Fossils often seem to offer a rock-solid portrait of life forms long-gone, and a clear story about how evolution tracked from point A to point B. But sometimes scientists uncover remains that are so distinct from anything alive on Earth today that they struggle to characterize them.
Pleurocystitid represents one such enigma. This distant relative of the starfish—shaped like a tadpole, with a flat hard shell, two long arms, and a tail-like stem—lived on the seafloor millions of years before the dinosaurs roamed the planet.
Scientists believe the pleurocystitid was one of the first of its kind—a lineage called the echinoderms that includes the starfish and modern sea urchins—to evolve the ability to move. But because its shape and build were so different from those of modern echinoderms, or any other living creatures, exactly how it moved was a mystery.

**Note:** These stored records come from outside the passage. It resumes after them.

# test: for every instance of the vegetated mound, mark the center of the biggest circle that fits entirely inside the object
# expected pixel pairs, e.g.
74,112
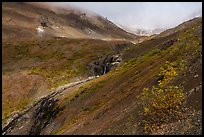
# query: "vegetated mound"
21,21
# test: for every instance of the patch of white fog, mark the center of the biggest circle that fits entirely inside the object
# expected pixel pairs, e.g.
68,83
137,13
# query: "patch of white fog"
40,30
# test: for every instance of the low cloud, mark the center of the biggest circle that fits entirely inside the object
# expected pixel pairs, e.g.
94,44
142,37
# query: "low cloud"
146,15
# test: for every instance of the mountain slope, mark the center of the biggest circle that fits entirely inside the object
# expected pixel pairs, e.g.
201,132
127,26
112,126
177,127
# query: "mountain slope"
114,103
36,20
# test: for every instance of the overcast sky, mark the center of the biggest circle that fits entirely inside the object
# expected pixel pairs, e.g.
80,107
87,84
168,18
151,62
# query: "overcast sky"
147,15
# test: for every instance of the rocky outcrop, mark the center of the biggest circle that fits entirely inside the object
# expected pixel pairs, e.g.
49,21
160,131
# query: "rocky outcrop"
36,117
43,115
105,64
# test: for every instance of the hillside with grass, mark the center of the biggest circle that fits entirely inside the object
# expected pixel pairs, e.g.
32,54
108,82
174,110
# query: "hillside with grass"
153,87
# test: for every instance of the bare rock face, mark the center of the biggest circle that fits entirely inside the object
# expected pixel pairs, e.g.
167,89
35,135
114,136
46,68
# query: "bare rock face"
105,64
34,120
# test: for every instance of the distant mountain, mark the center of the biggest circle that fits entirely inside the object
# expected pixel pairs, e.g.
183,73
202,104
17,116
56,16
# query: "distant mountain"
143,32
35,20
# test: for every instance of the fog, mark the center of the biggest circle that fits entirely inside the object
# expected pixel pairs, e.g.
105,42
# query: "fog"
146,15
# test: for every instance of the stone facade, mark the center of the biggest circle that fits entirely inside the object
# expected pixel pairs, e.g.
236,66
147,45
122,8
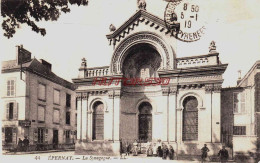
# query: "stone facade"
21,114
239,114
182,111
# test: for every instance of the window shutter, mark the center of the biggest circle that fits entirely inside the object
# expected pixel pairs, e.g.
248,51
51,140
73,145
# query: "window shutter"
7,111
35,139
14,135
15,111
46,135
3,135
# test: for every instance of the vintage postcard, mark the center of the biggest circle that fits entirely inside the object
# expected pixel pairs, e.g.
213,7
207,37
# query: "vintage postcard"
130,80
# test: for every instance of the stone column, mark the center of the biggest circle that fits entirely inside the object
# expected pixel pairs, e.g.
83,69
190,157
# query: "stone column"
179,124
172,114
79,120
116,115
216,112
84,116
165,115
206,129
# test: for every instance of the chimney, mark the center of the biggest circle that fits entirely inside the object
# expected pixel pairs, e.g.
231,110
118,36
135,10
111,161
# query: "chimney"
22,55
239,77
45,64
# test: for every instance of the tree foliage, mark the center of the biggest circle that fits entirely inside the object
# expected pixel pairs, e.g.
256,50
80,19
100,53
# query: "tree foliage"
16,12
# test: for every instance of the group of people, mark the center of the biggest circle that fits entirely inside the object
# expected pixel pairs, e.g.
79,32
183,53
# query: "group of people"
156,149
23,145
161,150
223,153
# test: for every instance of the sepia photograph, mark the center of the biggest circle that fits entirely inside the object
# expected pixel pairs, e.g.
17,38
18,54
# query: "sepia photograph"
130,80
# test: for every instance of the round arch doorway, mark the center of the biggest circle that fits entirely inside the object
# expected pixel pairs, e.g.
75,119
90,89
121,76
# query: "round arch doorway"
145,122
98,121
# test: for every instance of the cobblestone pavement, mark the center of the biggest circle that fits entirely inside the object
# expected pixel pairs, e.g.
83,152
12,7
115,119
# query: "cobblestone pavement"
69,155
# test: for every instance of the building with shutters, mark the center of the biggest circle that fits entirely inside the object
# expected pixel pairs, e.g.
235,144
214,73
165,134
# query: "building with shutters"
37,104
149,93
240,107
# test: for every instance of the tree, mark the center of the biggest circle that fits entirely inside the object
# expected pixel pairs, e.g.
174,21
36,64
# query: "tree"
16,12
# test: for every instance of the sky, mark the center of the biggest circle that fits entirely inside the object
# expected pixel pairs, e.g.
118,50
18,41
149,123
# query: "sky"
233,24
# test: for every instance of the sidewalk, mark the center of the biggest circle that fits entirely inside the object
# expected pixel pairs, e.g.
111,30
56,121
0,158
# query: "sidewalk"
35,152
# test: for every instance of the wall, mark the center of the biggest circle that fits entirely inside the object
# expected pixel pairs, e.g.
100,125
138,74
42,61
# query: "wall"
33,81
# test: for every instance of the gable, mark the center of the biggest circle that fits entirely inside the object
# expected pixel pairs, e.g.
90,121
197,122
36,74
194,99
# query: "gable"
140,16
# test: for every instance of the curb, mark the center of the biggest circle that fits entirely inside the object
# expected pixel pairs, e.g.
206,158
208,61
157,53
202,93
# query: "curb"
35,152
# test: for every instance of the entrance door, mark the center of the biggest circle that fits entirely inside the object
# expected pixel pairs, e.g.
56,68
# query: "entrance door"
190,119
145,122
55,139
8,134
98,121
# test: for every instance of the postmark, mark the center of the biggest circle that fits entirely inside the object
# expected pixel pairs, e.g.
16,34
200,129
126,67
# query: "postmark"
184,19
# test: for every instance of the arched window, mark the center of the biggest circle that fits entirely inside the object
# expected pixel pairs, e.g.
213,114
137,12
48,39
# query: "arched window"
190,119
145,122
98,121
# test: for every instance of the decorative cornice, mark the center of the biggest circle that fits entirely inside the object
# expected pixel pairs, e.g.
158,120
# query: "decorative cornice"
194,71
190,86
169,91
139,36
111,94
173,90
114,94
165,91
117,93
213,87
179,109
86,94
138,17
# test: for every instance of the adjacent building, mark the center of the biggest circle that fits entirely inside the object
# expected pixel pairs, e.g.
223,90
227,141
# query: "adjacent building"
240,107
123,101
37,104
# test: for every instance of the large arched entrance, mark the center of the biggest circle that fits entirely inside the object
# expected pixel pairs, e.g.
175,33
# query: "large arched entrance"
142,61
145,122
190,119
98,121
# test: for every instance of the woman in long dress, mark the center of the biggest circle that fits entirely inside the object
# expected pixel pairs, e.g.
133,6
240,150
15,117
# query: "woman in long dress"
135,149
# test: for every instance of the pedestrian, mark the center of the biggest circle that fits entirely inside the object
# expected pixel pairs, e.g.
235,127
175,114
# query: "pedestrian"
171,153
159,149
127,149
204,151
154,150
26,143
135,149
20,145
223,154
121,147
164,151
150,151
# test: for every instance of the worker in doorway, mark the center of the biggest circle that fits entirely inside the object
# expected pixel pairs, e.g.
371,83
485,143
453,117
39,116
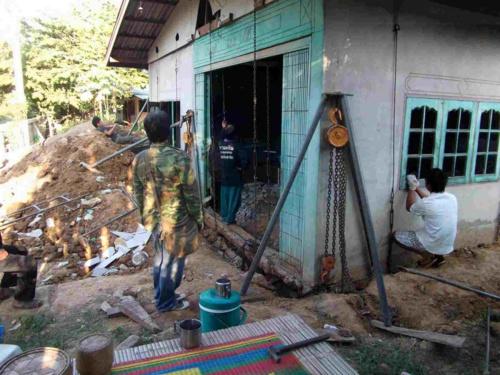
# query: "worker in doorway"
113,132
232,161
19,270
166,192
439,212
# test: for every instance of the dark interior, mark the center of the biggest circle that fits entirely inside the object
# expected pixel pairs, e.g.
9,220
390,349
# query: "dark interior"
232,98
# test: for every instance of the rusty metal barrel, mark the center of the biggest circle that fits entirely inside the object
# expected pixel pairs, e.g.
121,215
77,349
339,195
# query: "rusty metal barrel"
46,361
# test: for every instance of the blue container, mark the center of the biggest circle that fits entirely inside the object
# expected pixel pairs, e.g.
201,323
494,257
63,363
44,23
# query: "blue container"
217,312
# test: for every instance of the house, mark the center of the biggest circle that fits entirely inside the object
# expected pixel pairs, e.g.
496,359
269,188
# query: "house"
424,85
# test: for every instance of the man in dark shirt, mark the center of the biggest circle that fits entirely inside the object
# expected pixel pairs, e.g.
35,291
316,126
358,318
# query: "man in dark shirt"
232,160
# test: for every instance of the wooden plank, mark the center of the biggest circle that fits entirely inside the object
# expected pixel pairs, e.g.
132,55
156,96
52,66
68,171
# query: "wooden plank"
438,338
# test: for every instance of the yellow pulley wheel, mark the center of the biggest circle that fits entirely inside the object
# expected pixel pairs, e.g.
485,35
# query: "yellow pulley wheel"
188,138
337,136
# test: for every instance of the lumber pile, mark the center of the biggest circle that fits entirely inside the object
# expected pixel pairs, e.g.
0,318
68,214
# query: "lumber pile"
243,246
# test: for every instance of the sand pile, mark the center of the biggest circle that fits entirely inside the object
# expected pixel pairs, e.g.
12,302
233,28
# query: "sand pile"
53,169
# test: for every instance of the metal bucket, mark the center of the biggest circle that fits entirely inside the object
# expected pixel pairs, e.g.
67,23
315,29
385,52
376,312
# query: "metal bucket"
190,333
50,361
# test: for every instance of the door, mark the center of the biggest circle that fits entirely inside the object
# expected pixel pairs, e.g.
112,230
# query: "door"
202,114
293,128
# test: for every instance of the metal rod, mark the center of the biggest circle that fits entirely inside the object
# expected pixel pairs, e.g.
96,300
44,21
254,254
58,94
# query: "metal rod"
138,116
283,196
366,215
487,359
118,217
452,283
117,153
43,210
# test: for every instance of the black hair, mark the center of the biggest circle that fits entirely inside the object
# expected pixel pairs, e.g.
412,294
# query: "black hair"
156,125
95,121
436,179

You’re really creating things that people haven’t seen.
To solve the riddle, a team of engineers and paleontologists recently brought the extinct organism back to life: They built a robot replica of the creature based on fossil records, and called it Rhombot.
Using robotic springs and 3-D printed rubbery materials called elastomers, the team was able to design flexible muscles and show how this long-extinct animal pushed itself along the seafloor. “You’re really creating things that people haven’t seen,” says Philip LeDuc, an engineer at Carnegie Mellon University who worked on the project.
Scientists have long used biologically inspired robots to better understand the behavior and biomechanics of living animals, including snakes, lizards, octopuses, and salamanders. But building robots to study extinct organisms, a field the researchers call “paleobionics,” is new.
To imitate the adaptability found in biological tissues, scientists are increasingly designing these robots with “soft” materials. Traditional robots, built from rigid parts connected by motorized joints, can move in highly coordinated ways, but they can’t mimic the more fluid and flexible motion of soft tissues and muscles.
In muscles, electrical signals from the brain cause chemical changes in the cells that make them contract. In some metal alloys, electric currents can induce temperature changes that cause the atoms to switch between different structures, which can lead the material to deform. These “shape memory alloys,” as they are known, can be used to design flexible artificial muscles.
The Carnegie Mellon team relied on 3-D scans of fossils to print a model pleurocystitid, including the body, arms, and the tail-like stem. Springs made of shape memory alloy and embedded in the stem worked like a pair of muscles. With electronics built into the rigid body and connected to the metal alloy wires, the bending of the stem from side to side could be controlled.
The researchers tested the robot in a water tank, with a surface that simulated the seafloor. The robot wriggled slowly headfirst along the bottom of the tank, using its long muscular stem as a kind of lever. They showed that pleurocystitid would have maximized speed with long, slow, sweeping movements of the stem, rather than with short strokes. The mystery was solved. “I knew whatever we found was going to be interesting,” says LeDuc. “I just had no idea what it was going to be.”
The team built several robots to test the effect of the stem length on speed. Increasing the stem length from three to four times the robot’s body length made it move five times faster. Based on the results, and the fact that newer fossils tend to have longer stems, the scientists concluded the pleurocystitid evolved a need for speed.
LeDuc thinks the success of the Rhombot will inspire paleontologists to revive other extinct creatures in metals and rubber—and unlock more secrets to the evolution of life on Earth.